One of my processes is writing data into text file and then a sql stored procedure stages that data in one of the sql table. As of now I am not sure about the timing of the file, so I need a file watcher that will look for that file and when that file will be available it will stage that data into sql table.
I have tried the below piece of code but I am not able to stop and execute sql stored procedure when I get that file. For ex: filename is Process1_Timestamp.txt
.
I have created the below process:
Created function to return files in a directory.
Created a function to compare two list.
And then this:
def fileWatcher(my_dir: str, pollTime: int):
while True:
if 'SeeFiles' not in locals(): #Check if this is the first time the function has run
previousFileList = fileInDirectory(watchDirectory)
watching = 1
print('First attempt')
print(previousFileList)
time.sleep(pollTime)
newFileList = fileInDirectory(watchDirectory)
fileDiff = listComparison(previousFileList, newFileList)
previousFileList = newFileList
if len(fileDiff) == 0: continue
doThingsWithNewFiles(fileDiff)
How I can stop looking when I get that file and trigger the next sql process?
Have you looked at Watchdog https://pythonhosted.org/watchdog/
Largely taken from the example on https://pythonhosted.org/watchdog/quickstart.html#a-simple-example and using FileSystemEventHandler https://pythonhosted.org/watchdog/api.html#watchdog.events.FileSystemEventHandler
import sys
import time
from watchdog.events import FileSystemEventHandler
from watchdog.observers import Observer
class CustomHandler(FileSystemEventHandler):
def on_created(self, event):
print(f'File or directory name: {event.src_path}')
# do stuff
if __name__ == "__main__":
path = sys.argv[1] if len(sys.argv) > 1 else '.' # use the current directory if one is not supplied as the first argument but you could provide the path in any way you like.
event_handler = CustomHandler()
observer = Observer()
observer.schedule(event_handler, path, recursive=True)
observer.start()
try:
while True:
time.sleep(1)
except KeyboardInterrupt:
observer.stop()
observer.join()
In a more minimal form:
import time
from watchdog.events import FileSystemEventHandler
from watchdog.observers import Observer
class CustomHandler(FileSystemEventHandler):
def on_created(self, event):
print(f'File or directory name: {event.src_path}')
# do stuff
if __name__ == "__main__":
observer = Observer()
observer.schedule(CustomHandler(), '/path/to/my/directory', recursive=True)
observer.start()
try:
while True:
time.sleep(1)
except KeyboardInterrupt:
observer.stop()
observer.join()
FileSystemEventHandler has other methods apart from on_created()

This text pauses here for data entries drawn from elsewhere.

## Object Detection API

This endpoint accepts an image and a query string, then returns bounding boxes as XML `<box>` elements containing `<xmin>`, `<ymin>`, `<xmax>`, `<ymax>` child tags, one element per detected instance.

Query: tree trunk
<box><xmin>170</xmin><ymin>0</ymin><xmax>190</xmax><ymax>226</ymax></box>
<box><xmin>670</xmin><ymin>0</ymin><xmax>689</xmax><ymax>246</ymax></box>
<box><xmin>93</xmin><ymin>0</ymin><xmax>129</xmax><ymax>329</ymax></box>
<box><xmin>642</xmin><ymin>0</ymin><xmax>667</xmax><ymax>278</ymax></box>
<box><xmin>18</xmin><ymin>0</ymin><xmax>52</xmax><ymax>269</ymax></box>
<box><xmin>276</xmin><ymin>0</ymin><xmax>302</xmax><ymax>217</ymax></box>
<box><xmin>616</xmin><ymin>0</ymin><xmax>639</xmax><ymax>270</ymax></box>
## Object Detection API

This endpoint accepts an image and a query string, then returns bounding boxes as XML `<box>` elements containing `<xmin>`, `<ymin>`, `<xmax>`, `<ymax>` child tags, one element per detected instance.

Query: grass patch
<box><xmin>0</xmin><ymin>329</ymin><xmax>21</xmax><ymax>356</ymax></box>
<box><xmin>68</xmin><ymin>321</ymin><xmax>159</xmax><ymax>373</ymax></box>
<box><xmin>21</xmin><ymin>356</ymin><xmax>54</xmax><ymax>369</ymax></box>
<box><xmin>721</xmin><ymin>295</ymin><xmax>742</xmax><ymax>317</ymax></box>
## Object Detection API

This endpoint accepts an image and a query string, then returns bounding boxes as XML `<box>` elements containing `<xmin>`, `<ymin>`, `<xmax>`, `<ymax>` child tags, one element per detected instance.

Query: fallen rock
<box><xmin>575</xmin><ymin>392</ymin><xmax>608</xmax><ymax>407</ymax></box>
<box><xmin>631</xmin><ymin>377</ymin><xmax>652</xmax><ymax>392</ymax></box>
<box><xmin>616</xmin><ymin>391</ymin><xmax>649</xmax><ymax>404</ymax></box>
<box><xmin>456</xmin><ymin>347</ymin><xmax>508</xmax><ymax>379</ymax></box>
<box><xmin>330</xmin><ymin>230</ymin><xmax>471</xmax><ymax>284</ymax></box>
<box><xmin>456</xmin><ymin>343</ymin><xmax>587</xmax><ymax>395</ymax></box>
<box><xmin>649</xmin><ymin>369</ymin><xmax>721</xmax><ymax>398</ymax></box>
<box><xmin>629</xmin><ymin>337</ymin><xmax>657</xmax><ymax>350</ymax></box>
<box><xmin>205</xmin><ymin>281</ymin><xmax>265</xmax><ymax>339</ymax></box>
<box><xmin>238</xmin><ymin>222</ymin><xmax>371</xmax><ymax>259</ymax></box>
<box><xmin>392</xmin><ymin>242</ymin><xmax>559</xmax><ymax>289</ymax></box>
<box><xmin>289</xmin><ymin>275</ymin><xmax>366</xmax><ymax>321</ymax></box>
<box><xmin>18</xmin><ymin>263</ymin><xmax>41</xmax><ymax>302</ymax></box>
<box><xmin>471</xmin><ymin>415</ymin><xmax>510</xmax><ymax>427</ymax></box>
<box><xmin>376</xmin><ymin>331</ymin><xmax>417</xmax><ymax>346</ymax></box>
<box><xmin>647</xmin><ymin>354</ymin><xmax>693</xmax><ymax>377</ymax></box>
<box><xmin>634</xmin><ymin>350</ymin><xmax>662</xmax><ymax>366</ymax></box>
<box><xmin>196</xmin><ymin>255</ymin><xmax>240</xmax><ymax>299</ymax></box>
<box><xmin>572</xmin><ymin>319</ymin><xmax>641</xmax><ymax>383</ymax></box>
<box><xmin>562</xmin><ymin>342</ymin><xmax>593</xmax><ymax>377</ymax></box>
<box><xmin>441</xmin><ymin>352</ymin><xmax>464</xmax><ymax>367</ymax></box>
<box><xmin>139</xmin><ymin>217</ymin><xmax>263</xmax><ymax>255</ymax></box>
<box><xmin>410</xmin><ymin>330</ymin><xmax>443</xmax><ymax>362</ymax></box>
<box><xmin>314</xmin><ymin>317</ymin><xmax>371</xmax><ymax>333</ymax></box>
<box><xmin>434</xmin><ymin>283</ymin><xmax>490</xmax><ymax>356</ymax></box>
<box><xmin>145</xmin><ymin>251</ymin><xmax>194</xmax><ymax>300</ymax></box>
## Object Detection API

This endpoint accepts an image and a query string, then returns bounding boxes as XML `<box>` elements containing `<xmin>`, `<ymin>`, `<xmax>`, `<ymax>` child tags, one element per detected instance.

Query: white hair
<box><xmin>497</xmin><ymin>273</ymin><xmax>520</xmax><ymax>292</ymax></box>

you can override if you don't just want your code called when a file or directory is created.
If you are not interested in directories that have changed you can use event parameters e.g.
class CustomHandler(FileSystemEventHandler):
def on_created(self, event):
print(f'Created file or directory name: {event.src_path}')
# do stuff
def on_modified(self, event):
if not event.is_directory:
print(f'Modified file name: {event.src_path}')
# do other stuff
If you want to stop after finding the first file:
import time
from watchdog.events import FileSystemEventHandler
from watchdog.observers import Observer
class CustomHandler(FileSystemEventHandler):
def on_created(self, event):
if not event.is_directory:
print(f'File name: {event.src_path}')
# do stuff
observer.stop()
if __name__ == "__main__":
observer = Observer()
observer.schedule(CustomHandler(), '.', recursive=True)
observer.start()
try:
while observer.should_keep_running():
time.sleep(1)
except KeyboardInterrupt:
observer.stop()
observer.join()
Make sure you read and understand https://pythonhosted.org/watchdog/installation.html#supported-platforms-and-caveats these caveats may apply to all solutions, not just Watchdog.